Priez Dieu pour moi et pour que tout aille bien.
19 mai : bougies, lampe, deux petites pièces ; brouet (herbes, épices, pain, huile) autant ; poissons en friture, deux pigeons, un ducat et demi ; service, une petite pièce ; couverture de laine, un ducat.
Eau fraîche et claire.
Un luth, une mandore et une viole que Michel-Ange ne sait pas appeler oud, saz, et kaman, accompagnés d'un tambour de basque animé par les doigts tantôt caressants, tantôt violents d'une jeune femme habillée en homme, dont les bracelets de métal tintent en rythme, ajoutent de temps en temps une percussion métallique au concert et distraient un peu l'artiste florentin de cette musique à la fois sauvage et mélancolique : c'est avec cet accompagnement que la jeune femme — ou le jeune homme, on ne saurait jurer de son sexe, pantalon bouffant et ample chemise — chante des poèmes auxquels Michelangelo ne comprend rien. Entre deux couplets, pendant que le petit orchestre s'en donne à cœur joie, elle, ou il, danse ; une danse élégante, toute en retenue, où le corps tourne, évolue autour d'un axe fixe, sans que les pieds, presque, ne se déplacent. Une ondulation lente de cordage lâché manipulé par le vent. Si c'est un corps de femme, il est parfait ; si c'est un corps d'homme, Michel-Ange donnerait cher pour voir saillir les muscles de ses cuisses et de ses mollets, son ossature se mouvoir, ses épaules animer ses biceps et ses pectoraux. Par instants, le pantalon bouffant laisse entrevoir une cheville fine mais puissante, tordue par l'effort ; la chemise, qui s'arrête au-dessous du coude, avant les bracelets, dévoile en rythme les saillies des muscles de l'avant-bras, que le sculpteur chérit comme la plus belle partie du corps, celle à laquelle on peut le plus facilement imprimer mouvement, expression, volonté.
Petit à petit, assis en tailleur sur ses coussins, Michel-Ange se sent envahi par l'émotion. Ses oreilles en oublient la musique, alors que c'est peut-être la musique elle-même qui le plonge dans cet état, lui fait vibrer les yeux et les emplit de larmes qui ne couleront pas ; comme dans l'après-midi à Sainte-Sophie, comme chaque fois qu'il touche la Beauté, ou l'approche, l'artiste frémit de bonheur et de douleur mêlés.
Mesihi, à ses côtés, l'observe ; il le voit pris par ce plaisir du corps et de l'âme ensemble que seul l'Art, ou peut-être l'opium et le vin, peut offrir, et il sourit, content de découvrir que l'hôte étranger s'émeut au rythme des bijoux androgynes qu'il ne quitte pas du regard.

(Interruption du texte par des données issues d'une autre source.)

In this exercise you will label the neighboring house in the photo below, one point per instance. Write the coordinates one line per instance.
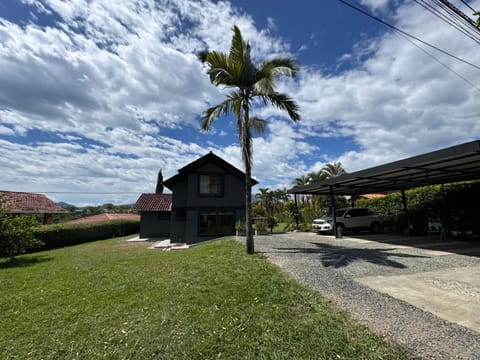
(208, 198)
(30, 203)
(154, 212)
(104, 217)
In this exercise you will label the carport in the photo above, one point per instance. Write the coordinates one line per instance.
(448, 165)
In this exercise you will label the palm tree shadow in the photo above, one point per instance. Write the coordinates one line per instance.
(339, 256)
(24, 261)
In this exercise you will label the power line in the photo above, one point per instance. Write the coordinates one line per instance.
(450, 17)
(441, 63)
(409, 35)
(468, 5)
(89, 192)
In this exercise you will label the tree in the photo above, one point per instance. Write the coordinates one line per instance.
(333, 170)
(16, 235)
(252, 83)
(159, 188)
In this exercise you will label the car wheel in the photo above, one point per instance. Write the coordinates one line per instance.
(340, 229)
(376, 228)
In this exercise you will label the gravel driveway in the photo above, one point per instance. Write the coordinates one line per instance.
(337, 267)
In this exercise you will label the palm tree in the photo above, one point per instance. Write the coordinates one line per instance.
(251, 82)
(264, 195)
(301, 180)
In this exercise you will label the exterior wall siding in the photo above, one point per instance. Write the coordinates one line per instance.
(154, 224)
(188, 203)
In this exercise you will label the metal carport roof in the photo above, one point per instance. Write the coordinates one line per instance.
(456, 163)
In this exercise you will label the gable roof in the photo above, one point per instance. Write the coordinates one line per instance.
(104, 217)
(153, 202)
(448, 165)
(210, 157)
(23, 202)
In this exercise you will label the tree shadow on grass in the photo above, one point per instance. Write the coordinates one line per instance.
(339, 256)
(24, 261)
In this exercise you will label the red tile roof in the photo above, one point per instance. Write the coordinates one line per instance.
(153, 202)
(22, 202)
(105, 217)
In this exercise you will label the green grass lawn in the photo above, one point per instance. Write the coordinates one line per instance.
(116, 300)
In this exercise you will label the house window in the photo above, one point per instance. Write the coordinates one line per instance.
(211, 185)
(216, 223)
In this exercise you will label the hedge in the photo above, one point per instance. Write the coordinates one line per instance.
(456, 205)
(61, 235)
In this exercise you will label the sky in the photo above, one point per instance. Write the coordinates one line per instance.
(96, 96)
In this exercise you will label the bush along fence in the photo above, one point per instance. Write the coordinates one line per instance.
(61, 235)
(456, 206)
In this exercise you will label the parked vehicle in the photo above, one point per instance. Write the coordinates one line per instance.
(321, 225)
(355, 219)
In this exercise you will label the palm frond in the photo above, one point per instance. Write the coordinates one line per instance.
(259, 126)
(281, 65)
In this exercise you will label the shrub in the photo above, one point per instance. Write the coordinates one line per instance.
(61, 235)
(456, 205)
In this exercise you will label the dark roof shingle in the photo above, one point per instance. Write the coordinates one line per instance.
(153, 202)
(23, 202)
(104, 217)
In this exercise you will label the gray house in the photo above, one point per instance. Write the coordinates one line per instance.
(208, 197)
(154, 212)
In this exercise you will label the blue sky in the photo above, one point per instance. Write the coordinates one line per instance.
(97, 96)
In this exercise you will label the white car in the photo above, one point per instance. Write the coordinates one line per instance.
(321, 225)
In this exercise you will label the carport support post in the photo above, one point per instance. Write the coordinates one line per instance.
(297, 214)
(405, 210)
(334, 216)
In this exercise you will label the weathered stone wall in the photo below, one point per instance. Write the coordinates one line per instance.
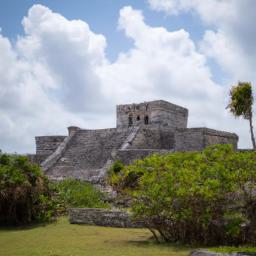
(46, 145)
(157, 112)
(130, 155)
(218, 137)
(102, 217)
(153, 137)
(196, 139)
(88, 152)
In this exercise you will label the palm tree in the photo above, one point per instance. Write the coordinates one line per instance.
(241, 101)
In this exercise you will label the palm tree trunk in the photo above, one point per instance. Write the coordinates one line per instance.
(252, 134)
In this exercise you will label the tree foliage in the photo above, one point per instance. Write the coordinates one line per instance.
(241, 102)
(204, 197)
(76, 193)
(24, 192)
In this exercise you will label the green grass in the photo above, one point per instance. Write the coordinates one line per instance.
(64, 239)
(229, 249)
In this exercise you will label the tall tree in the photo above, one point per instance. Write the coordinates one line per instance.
(241, 101)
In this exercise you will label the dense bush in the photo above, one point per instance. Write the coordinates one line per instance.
(204, 197)
(24, 192)
(75, 193)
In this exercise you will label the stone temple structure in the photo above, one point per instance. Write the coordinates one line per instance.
(141, 129)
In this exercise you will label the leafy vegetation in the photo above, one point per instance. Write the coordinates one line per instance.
(241, 101)
(64, 239)
(204, 197)
(24, 192)
(75, 193)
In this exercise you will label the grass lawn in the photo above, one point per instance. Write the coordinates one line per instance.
(62, 239)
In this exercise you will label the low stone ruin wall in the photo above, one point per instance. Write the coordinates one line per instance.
(102, 217)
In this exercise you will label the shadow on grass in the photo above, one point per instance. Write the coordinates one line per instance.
(153, 243)
(21, 227)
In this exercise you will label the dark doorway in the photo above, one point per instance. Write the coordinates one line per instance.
(146, 120)
(130, 121)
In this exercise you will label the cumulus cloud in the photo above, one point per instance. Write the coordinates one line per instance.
(57, 75)
(48, 80)
(232, 37)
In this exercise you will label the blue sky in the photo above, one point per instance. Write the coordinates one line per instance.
(78, 59)
(102, 16)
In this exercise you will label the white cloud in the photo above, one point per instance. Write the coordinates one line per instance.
(57, 75)
(231, 42)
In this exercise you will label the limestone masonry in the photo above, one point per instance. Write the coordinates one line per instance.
(141, 129)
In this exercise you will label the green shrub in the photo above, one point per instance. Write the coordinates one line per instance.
(204, 197)
(24, 192)
(76, 193)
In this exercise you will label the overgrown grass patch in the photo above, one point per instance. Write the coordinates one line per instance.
(64, 239)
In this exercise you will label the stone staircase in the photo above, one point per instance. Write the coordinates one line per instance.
(88, 154)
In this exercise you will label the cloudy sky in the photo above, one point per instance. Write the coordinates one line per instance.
(68, 63)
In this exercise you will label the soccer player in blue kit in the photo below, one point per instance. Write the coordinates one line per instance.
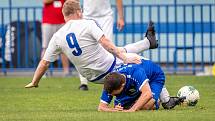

Après la visite de la basilique, Michel-Ange a souhaité se reposer un peu, non sans avoir donné auparavant un premier ordre à son équipe, que Manuel s'est empressé de transmettre : Il me faut absolument des plans et relevés de Sainte-Sophie, coupes et élévations. Rien de plus facile, lui a-t-on assuré, mais pour quoi faire ? Le sculpteur est resté évasif. Puis il s'est retiré dans la sobriété de sa chambre, absorbé par le papier et la plume jusqu'à ce que les voix toujours surprenantes de ces cloches humaines au haut des minarets lui confirment, avec l'ombre s'allongeant sur sa page, que le soleil venait de se coucher. Il avait écrit deux lettres, l'une à son frère Buonarroto à Florence, pour donner des instructions au sujet de son frère cadet Giovan Simone, et l'autre à Giuliano da Sangallo à Rome, courrier qu'il confiera le lendemain au marchand Maringhi. Il les avait à peine pliées que Manuel a frappé à sa porte, pour lui annoncer la visite de Mesihi de Pristina, qui souhaitait le convier à une soirée ; ensuite, on boirait et on souperait, si le cœur lui en disait. Michel-Ange a hésité, mais la douce insistance de l'interprète et du poète ainsi que la présence possible du grand vizir Ali Pacha en personne l'ont décidé.